Хуже того, бутафорская борода, которую я прицепил к лицу, была совсем не той вычищенной и расчесанной, какую я выбрал перед спектаклем. Эта оказалась старой и свалявшейся; к тому же она источала отвратительную вонь засохшей слюны. С каждой исполненной нотой я вбирал в свои легкие все больше этого запаха, и мне приходилось прилагать всю свою силу воли, чтобы меня не вырвало прямо на сцене.
Когда действие закончилось, я скрылся за кулисами, едва не валясь с ног. Я пытался расцепить волоски, но они крепко спутались многочисленными узелками, а все остальные накладные бороды были задействованы другими актерами. Мне предстояло закончить спектакль с этой нелепо длинной бородой.
Выходя на сцену в своих солдатских костюмах, Юань Лун и Юань Тай глазели на мою бороду.
- О Боже! - шепнул Юань Тай Самому Старшему Брату, - Он опять за свое.
На сцене разыгрывалось сражение. Флажки не позволяли мне присесть, и потому я просто прислонился к полке с аксессуарами, чтобы перевести дух и попытаться успокоить свои измученные нервы. Мне казалось, что откуда-то издалека доносится мстительный хохот духов предков.
Однако не время было размышлять о порочности мира духов: битва закончилась, и мне опять предстояло выйти на сцену. Все взоры устремились на меня, Бога Справедливости, который появился, чтобы принести мир на кровавое поле сражения.

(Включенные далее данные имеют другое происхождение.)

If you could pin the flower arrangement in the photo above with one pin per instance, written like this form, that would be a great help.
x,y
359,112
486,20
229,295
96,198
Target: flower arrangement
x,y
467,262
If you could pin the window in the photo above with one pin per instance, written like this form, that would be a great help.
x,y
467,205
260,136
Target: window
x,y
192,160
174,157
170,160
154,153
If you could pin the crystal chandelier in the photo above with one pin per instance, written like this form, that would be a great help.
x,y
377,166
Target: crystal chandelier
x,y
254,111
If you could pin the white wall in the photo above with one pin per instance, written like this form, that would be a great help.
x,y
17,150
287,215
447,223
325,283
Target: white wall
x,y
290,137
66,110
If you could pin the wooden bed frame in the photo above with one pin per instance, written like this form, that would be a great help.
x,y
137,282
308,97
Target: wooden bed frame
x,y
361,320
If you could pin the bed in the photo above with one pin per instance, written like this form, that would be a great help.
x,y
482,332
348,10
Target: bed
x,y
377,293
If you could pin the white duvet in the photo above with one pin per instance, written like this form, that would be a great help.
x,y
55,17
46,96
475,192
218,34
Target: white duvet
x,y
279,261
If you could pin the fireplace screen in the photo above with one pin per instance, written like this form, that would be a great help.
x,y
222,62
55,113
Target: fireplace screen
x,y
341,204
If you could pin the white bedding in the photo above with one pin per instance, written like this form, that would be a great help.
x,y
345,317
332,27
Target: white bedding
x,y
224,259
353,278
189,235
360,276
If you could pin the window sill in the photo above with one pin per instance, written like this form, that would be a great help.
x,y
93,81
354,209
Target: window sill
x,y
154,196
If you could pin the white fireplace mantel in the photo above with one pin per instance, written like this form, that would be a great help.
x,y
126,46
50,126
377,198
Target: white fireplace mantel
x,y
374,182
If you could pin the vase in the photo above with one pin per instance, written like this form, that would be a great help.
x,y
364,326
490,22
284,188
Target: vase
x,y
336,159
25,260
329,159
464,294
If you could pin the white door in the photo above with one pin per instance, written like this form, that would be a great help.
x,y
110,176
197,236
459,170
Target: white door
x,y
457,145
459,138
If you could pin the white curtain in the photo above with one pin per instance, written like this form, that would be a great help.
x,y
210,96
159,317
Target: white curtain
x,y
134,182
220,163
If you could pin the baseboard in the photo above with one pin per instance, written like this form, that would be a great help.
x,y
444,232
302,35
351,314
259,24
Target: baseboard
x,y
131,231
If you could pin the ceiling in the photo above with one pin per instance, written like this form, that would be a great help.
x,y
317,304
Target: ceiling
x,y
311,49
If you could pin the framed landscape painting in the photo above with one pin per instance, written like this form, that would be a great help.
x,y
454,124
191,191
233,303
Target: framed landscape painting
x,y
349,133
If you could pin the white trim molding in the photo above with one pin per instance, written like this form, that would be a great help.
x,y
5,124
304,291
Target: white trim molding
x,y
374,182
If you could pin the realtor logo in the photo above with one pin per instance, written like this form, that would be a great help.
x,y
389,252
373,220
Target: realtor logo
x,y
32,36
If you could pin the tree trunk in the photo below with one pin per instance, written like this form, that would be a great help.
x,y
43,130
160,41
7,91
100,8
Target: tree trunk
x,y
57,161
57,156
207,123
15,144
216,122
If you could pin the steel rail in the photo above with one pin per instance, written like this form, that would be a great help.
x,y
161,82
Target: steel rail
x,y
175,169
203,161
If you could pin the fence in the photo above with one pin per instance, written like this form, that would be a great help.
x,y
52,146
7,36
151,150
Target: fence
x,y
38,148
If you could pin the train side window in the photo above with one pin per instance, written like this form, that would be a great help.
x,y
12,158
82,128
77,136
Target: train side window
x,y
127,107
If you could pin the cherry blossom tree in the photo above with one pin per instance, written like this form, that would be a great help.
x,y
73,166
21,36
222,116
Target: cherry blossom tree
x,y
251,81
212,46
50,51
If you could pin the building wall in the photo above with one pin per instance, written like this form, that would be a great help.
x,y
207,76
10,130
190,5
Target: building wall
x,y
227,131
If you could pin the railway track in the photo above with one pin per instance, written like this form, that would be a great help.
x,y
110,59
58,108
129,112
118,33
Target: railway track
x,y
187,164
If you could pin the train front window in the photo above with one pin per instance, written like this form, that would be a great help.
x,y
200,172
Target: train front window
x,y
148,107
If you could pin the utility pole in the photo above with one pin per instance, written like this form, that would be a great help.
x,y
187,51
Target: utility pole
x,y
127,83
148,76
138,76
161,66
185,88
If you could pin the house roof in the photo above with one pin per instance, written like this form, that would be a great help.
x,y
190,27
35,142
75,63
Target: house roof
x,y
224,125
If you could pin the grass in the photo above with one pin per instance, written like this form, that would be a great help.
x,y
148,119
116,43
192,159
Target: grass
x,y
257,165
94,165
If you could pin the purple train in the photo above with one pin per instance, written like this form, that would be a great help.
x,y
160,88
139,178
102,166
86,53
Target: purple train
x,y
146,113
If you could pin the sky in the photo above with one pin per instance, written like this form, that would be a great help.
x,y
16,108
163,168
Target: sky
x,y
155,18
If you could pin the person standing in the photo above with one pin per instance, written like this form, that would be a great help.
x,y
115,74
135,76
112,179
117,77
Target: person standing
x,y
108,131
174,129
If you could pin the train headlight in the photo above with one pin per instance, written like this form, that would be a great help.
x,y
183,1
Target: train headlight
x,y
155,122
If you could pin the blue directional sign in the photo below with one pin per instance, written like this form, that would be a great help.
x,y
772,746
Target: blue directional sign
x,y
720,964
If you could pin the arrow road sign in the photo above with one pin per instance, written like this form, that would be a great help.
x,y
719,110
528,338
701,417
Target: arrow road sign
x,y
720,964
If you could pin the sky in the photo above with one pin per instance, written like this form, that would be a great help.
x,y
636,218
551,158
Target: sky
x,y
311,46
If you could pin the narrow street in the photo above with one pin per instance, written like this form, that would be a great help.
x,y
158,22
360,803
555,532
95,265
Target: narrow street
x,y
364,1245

"Что еще может случиться?" - мысленно вздыхал я. Я подхватил свою деревянную дощечку, поправил смехотворную бороду, а затем вышел на сцену со всеми доступными мне торжественностью и величием. Едва оказавшись в лучах прожекторов, я начал свою речь, драматично воздев к небесам одну руку.
57 "МОЯ НЕСЧАСТЛИВАЯ ЗВЕЗДА (Часть 5)"
И тут я уронил дощечку. Она грохнулась на сцену с тяжелым деревянным стуком, который прокатился, казалось, по всему театру. Для исполнителя нет ничего ужаснее полной тишины в зале - это означает, что произошло нечто ужасное. Нечто чудовищное. Но это было еще не все. Нагнувшись с величайшим изяществом, на какое только был способен, я подобрал упавшую дощечку - лишь для того, чтобы вызвать у публики внезапный взрыв хохота.
Что происходит? Моя оплошность была трагичной, но не такой уж смешной. Пробегая взглядом по рядам зрителей, я уловил уголком глаза какое-то движение сбоку. Что-то свисало с моего плеча, а цвет и размеры этой штуки ясно давали понять, что это отнюдь не часть моего костюма.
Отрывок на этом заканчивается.